J Pediatr Urol; 5(5): 378-82, 2009 Oct.
Artigo em Inglês | MEDLINE | ID: mdl-19632898


To review our experience of tubularized incised plate (TIP) urethroplasty in children with hypospadias defects.


Of 500 children (mean age 6 years) who received a TIP urethroplasty, 439 (87.8%) had primary hypospadias and 61 had one failed previous repair. The hypospadias defects were coronal in 110 (22%), distal penile in 261 (52.2%), midpenile in 78 (15.6%) and proximal in 51 (10.2%). Chordee was present in 98 (19.6%) patients. Presence of complications requiring re-operation and overall general appearance was recorded.

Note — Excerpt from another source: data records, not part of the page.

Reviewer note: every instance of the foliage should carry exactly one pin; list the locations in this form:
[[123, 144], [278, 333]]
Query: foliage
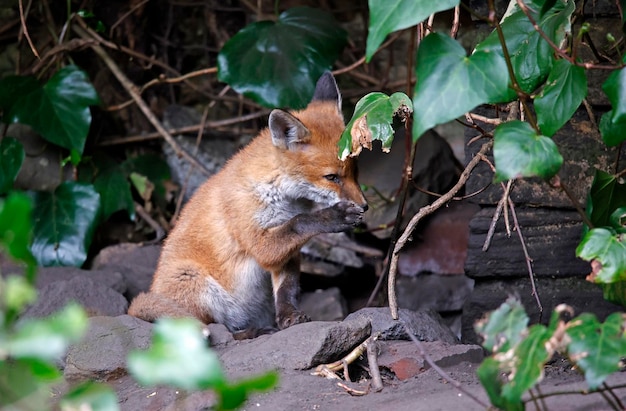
[[179, 357], [277, 63], [520, 353]]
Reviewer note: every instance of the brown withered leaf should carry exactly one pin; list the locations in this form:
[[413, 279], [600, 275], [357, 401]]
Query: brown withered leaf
[[596, 267], [361, 136]]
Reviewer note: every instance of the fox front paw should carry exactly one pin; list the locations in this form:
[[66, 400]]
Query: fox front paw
[[295, 317]]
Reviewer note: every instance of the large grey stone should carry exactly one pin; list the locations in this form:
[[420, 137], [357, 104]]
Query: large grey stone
[[96, 298], [136, 262], [101, 354], [299, 347], [425, 325]]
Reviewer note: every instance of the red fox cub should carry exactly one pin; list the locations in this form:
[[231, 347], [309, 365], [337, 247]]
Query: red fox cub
[[233, 256]]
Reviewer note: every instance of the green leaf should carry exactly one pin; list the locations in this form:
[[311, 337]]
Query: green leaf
[[489, 374], [502, 329], [113, 186], [595, 347], [531, 56], [608, 249], [451, 84], [11, 158], [612, 133], [11, 87], [606, 195], [16, 229], [375, 112], [16, 293], [387, 16], [65, 221], [60, 110], [615, 89], [48, 338], [25, 384], [530, 359], [564, 91], [232, 396], [179, 356], [519, 151], [90, 396], [278, 63]]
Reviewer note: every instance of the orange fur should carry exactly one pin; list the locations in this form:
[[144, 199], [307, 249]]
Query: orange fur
[[233, 255]]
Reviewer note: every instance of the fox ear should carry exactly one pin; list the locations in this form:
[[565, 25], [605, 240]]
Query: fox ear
[[286, 130], [327, 90]]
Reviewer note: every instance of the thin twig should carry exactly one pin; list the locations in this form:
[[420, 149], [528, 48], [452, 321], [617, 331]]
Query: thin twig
[[372, 360], [25, 29], [143, 106], [440, 371], [424, 211], [184, 130], [529, 260]]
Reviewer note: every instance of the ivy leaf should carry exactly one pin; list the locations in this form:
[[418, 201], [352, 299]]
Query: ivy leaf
[[519, 151], [59, 111], [531, 356], [16, 228], [47, 339], [179, 357], [606, 195], [64, 224], [278, 63], [613, 133], [232, 396], [113, 186], [90, 396], [11, 158], [608, 251], [564, 91], [489, 374], [388, 16], [502, 329], [372, 120], [451, 84], [597, 347], [531, 56]]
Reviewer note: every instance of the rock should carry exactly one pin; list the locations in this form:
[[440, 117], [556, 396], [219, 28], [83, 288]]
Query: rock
[[576, 292], [404, 360], [219, 335], [101, 354], [551, 237], [136, 262], [96, 298], [324, 305], [441, 293], [425, 325], [298, 347], [441, 245]]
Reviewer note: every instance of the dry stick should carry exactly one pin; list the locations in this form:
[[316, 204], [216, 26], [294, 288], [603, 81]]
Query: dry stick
[[132, 90], [529, 260], [372, 360], [424, 211], [25, 29], [434, 366]]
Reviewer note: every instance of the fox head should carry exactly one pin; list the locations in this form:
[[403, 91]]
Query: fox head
[[307, 141]]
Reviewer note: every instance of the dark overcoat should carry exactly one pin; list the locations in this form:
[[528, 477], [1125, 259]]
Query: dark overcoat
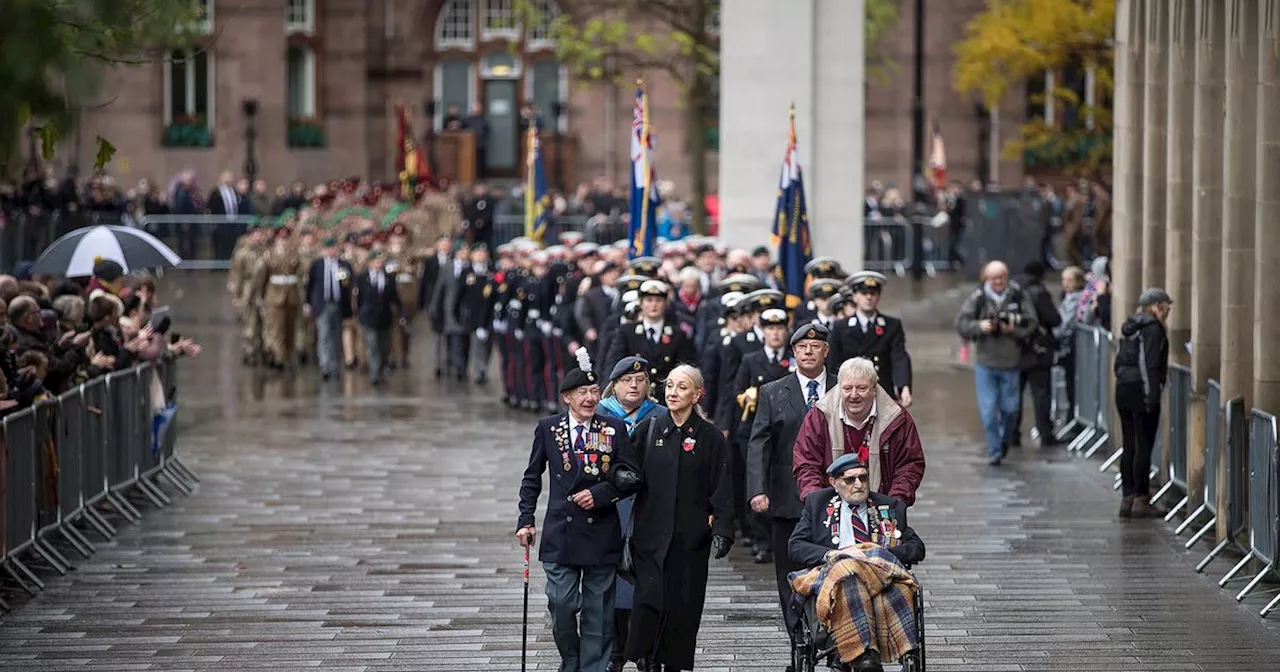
[[690, 501], [570, 534]]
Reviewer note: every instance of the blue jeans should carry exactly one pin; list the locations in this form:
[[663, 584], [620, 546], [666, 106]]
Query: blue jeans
[[999, 401], [584, 643]]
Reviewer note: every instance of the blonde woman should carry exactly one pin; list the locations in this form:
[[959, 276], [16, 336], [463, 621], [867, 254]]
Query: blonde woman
[[677, 524]]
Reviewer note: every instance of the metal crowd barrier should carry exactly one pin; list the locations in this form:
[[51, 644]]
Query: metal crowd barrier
[[1264, 507], [69, 461], [1179, 391], [1092, 356], [1215, 415]]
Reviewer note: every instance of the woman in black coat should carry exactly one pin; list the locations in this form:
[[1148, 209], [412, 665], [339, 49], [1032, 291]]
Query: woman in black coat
[[1142, 369], [677, 521]]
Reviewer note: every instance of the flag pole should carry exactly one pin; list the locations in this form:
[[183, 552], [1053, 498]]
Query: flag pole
[[648, 173]]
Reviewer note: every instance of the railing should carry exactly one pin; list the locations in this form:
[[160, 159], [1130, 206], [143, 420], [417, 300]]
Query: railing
[[1179, 405], [68, 462], [1242, 442]]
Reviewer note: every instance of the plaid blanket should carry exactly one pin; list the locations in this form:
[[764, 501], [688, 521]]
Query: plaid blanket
[[865, 599]]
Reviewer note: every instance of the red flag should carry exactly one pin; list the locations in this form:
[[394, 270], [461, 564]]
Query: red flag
[[410, 161]]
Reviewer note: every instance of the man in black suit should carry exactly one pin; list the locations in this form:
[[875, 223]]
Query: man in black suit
[[769, 481], [378, 310], [873, 336], [592, 467], [848, 515], [764, 365], [329, 304], [653, 336]]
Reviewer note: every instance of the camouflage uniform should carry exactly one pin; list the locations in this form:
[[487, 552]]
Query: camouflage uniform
[[283, 301]]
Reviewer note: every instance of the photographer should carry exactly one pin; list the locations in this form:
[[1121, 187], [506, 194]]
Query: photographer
[[997, 318], [1038, 353]]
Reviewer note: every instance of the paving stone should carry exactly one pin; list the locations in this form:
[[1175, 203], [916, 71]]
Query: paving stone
[[343, 529]]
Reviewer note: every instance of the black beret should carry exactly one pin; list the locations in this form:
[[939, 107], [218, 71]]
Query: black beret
[[810, 332], [629, 365]]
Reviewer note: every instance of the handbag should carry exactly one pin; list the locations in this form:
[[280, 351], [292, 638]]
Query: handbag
[[626, 561]]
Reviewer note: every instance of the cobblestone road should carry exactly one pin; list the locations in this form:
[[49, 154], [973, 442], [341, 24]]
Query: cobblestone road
[[342, 529]]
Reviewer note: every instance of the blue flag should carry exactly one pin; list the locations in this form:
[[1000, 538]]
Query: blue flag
[[538, 201], [791, 225], [643, 231]]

The mean (SD, range) follow-up was 34 (18, 7-77) months. Overall success rate was 81.4%. Re-operation was required in 93 patients (18.6%); for urethrocutaneous fistula in 47 (9.4%), complete disruption of the repair in 32 (6.4%) and meatal stenosis in 14 (2.8%). In univariate analysis, complications were significantly higher in stented repairs, posterior hypospadias, those with no neourethral coverage (spongioplasty), and repairs early in the study. The last three factors were the only significant independent risk factors in multivariate analysis.


TIP is a reliable method for treating both distal and proximal hypospadias and is suitable for both primary and re-operative cases with a low rate of complications. A significantly better outcome is achieved with distal hypospadias, covering the neourethra with the mobilized corpus spongiosum (spongioplasty) or a flap, and experience. Stenting of the repair, patient age, or previous failed repair has no statistically significant impact on outcome.